New blogger Jim Moore wonders if the worldwide protest movement of the last five or so years might be the next superpower. Sound silly? Then how about Kyoto, Seattle, Turin, Davos, and the International Criminal Court?

Who is the second superpower? Jim had this to say:

Second superpower people identify themselves as citizens of the world, and care about social development, collaboration, innovation, open societies, and commons. They believe that at heart all people are precious and are one. Second superpower people need not be conventionally liberal or conservative, because there is political and social innovation yet to be done, and current political categories are certainly outmoded. Perhaps people with second superpower beliefs constitute a bit over 10% of the population in the US–let’s say 30 million people. Perhaps there are 40 million more in Europe, and 10 million in Japan, and several million living in the rest of the world in Asia, India, Africa, and South America. Web-enabled, this group is both “virtually local” and realtime mobilized, and is thus an increasingly influential force. On a worldwide basis the activist numbers add up to a very sizable group, despite second superpower members being minorities in their own nations.

So now you know. Very similar to what globalization thinker Richard Falk calls globalization-from-below. Next step? Jim passes along his friend’s suggestion that we run someone for US President, perhaps John Perry Barlow. (I didn’t know who he was and had to look the guy up. He used to write for the Grateful Dead, coined the term “cyberspace,” and is now a Fellow at Harvard.)
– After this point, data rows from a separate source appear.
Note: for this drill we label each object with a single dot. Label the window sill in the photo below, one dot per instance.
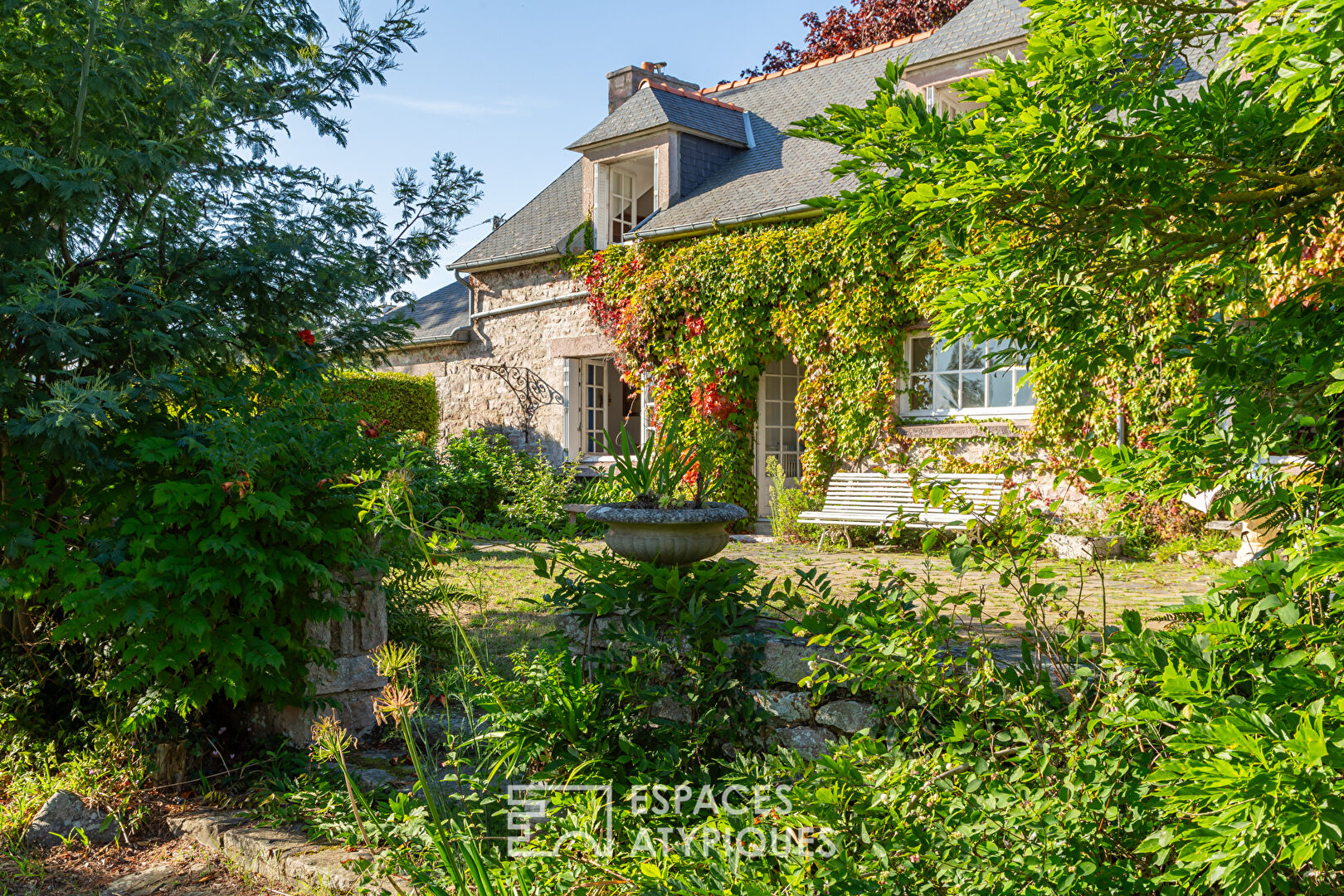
(965, 427)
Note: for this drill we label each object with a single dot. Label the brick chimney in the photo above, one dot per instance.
(624, 82)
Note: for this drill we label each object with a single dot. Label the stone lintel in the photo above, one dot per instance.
(964, 430)
(582, 347)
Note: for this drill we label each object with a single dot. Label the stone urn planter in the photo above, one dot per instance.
(667, 536)
(1086, 547)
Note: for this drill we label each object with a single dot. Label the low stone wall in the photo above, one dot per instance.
(353, 683)
(795, 716)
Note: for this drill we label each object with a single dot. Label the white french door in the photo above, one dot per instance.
(777, 431)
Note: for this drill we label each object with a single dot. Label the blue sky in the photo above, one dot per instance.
(505, 86)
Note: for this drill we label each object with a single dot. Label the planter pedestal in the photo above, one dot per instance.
(1086, 547)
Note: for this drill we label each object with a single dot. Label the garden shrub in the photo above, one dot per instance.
(485, 480)
(221, 559)
(675, 624)
(407, 402)
(785, 507)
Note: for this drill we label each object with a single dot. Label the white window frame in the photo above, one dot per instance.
(581, 397)
(1014, 411)
(626, 217)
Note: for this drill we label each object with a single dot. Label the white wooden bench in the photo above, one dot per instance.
(879, 500)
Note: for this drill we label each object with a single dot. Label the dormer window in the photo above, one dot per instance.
(631, 193)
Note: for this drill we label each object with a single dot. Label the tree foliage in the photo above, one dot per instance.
(863, 23)
(152, 251)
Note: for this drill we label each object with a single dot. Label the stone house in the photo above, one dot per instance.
(672, 160)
I’ll personally have a hard time voting for a Boomer, much less a former hippie, but I could be persuaded. I do know that the Democrats can’t be counted on to include us as a core constituency, and the Greens don’t have their act together enough to make it worth our time. (Please, though, both of you prove me wrong.) However it’s to be done, it needs to start now. If the idea doesn’t catch on by, say, the Fourth of July, it’s dead in the water. I was talking to two wealthy progressives last night, and they were already trying to decide who to give moolah to in the Democratic primary.

If there was a groundswell and if a candidate made it to the ballot, the momentum (judging from past successes) would at least need to be countered by the powers-that-be. And that was enough for the progressive and populist movements of a century ago to get most everything they wanted without ever getting their own candidate into the White House. If Jim’s estimate of 30 million Americans in the movement is accurate, that’s over 25% of the last cycle’s total votes. Does anyone remember how much trouble Ross Perot caused? Imagine what might have happened if he hadn’t been crazy and hadn’t kept jumping in and out of the ring. (And I don’t think that’s a lot to ask for in a candidate.)

Assuming global support for such a candidate, it could have the effect of globalizing Western elections, or at least creating stronger ties between parties of simliar ideologies in different nation-states. Keeping 80 million people content is a real pain in the ass, moreso if they can cause trouble not just at home but also with your allies. (Assuming the US still has allies worthy of the name after Iraq.) It could even move us closer to something resembling a cosmopolitan democracy.